Na estrada, por exemplo, nota-se aquele “esforço” que o utilitário esportivo faz para ganhar velocidade. Isso, no entanto, não afeta a capacidade do carro em ultrapassagens. As trocas de marcha no modo sequencial manual são rápidas, levando em consideração que a proposta do carro não é esta.
A progressividade da direção com assistência elétrica que poderia ser um pouco maior. O volante fica bobo em velocidades acima de 80 km/h. Se fosse um pouquinho mais rígido, transmitiria mais segurança. A suspensão transfere demais a ondulações do asfalto para a cabine. Em um desnível maior na estrada, meus 60 kg não foram suficientes para me segurar na estrada e acabei pulando do banco. Por sorte, estava com as mãos firmes no volante e nada de perigoso aconteceu.

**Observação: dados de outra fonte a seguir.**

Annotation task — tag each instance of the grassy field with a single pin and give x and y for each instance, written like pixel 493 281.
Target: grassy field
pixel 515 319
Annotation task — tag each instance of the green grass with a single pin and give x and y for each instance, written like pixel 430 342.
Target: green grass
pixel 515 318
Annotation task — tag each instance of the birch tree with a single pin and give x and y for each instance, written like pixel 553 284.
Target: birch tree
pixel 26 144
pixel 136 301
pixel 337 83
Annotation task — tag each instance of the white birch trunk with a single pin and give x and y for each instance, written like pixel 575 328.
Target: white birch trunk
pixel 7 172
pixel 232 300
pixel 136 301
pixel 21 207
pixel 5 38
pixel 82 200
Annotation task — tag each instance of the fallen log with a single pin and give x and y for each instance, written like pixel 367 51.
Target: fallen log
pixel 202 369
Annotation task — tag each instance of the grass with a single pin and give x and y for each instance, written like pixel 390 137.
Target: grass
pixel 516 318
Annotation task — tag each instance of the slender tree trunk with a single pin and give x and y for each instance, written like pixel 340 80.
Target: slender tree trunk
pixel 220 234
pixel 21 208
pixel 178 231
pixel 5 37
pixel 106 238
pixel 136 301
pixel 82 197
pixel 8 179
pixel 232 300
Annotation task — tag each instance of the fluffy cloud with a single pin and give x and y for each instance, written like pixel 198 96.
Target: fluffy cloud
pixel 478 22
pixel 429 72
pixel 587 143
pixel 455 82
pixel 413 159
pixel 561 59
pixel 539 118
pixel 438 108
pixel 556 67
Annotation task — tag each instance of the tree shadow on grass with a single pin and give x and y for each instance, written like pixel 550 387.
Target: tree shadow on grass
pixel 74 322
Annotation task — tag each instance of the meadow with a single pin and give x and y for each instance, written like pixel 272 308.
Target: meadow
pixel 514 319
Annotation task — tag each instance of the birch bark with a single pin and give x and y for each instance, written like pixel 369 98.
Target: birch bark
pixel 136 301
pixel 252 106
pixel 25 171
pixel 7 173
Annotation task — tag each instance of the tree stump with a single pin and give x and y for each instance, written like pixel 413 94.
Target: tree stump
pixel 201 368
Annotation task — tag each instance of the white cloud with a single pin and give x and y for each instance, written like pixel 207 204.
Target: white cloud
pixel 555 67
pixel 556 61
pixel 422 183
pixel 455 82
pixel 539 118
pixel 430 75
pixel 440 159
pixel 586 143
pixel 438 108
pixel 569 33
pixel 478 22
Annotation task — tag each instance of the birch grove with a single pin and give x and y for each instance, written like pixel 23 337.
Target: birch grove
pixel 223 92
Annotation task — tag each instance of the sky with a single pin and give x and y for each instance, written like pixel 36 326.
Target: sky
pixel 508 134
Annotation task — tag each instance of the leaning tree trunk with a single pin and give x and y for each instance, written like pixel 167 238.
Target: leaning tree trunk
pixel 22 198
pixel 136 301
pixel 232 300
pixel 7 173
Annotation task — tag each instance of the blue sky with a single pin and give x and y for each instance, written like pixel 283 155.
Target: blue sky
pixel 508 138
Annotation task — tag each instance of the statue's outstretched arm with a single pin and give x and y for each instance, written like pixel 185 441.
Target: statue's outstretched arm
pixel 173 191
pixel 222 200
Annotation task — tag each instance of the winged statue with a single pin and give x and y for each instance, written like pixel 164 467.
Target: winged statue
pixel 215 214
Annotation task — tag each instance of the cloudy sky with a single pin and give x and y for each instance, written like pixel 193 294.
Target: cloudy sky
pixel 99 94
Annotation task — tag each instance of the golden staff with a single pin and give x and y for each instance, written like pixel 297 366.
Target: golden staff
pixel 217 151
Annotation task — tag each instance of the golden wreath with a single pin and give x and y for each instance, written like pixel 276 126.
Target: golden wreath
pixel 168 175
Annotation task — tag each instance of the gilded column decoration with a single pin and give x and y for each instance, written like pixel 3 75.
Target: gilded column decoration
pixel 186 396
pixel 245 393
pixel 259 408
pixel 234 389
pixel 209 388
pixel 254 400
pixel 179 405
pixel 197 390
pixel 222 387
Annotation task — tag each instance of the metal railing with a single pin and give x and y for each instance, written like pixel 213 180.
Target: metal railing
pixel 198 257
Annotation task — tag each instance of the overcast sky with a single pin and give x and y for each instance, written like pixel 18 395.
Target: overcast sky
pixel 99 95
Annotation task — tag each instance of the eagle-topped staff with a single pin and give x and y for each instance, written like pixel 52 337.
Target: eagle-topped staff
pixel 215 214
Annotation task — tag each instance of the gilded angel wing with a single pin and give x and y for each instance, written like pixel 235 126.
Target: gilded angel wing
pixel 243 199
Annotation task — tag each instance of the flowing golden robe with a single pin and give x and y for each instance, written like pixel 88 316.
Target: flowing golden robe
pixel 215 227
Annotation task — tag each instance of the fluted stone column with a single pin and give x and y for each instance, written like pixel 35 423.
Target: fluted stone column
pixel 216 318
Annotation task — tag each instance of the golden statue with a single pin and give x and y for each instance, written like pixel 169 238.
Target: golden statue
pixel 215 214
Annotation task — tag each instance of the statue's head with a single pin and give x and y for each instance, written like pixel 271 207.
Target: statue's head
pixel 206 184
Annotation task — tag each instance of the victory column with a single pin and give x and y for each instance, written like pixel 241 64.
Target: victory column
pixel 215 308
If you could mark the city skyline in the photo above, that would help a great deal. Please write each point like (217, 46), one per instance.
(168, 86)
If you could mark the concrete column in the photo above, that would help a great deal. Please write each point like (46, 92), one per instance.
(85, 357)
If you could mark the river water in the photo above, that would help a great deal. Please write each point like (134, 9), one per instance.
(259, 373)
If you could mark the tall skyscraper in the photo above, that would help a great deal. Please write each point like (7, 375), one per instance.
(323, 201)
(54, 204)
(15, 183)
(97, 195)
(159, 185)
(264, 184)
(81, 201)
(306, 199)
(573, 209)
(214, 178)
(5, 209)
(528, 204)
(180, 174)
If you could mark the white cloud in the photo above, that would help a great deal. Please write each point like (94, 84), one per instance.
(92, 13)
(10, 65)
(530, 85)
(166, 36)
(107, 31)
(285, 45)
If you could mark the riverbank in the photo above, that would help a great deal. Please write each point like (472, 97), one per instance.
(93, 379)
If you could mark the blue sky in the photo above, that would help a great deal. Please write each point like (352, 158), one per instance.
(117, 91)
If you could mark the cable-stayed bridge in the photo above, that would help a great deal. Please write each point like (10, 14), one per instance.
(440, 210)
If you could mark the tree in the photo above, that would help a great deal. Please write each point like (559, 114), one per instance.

No quesito frenagem o Ecosport estanca a velocidade com uma facilidade enorme. Apesar de bom, isso cobra um preço. A transferência de peso para a dianteira deixa a parte de trás leve demais em frenagens mais bruscas. A traseira “samba” bastante nessa situação e, caso o motorista não seja experiente, se assustar. Joga a favor disso o controle de estabilidade de série em todas as versões, que vai segurar o carro caso a situação saia de controle.
Apesar de a Ford afirmar que o isolamento acústico do carro foi revisto, não notamos isso durante o evento de lançamento. O motor 1.5 grita alto quando precisa de potência e o som é transferido para a cabine sem a menor cerimônia. Em trânsito normal, o som não incomoda, mas também não é imperceptível.

Depois de um pequeno teste, fica claro que o Ecosport aposta alto na conectividade, na vasta lista de itens de série e no custo/benefício para voltar ao topo do segmento. As melhorias no trem de força foram essenciais. Mas fica a dúvida como o SUV vai se comportar a longo prazo e se, novamente, irá mudar o segmento e obrigar seus concorrentes – hoje, em número bem maior – a oferecer nível de equipamentos compatível com o do modelo.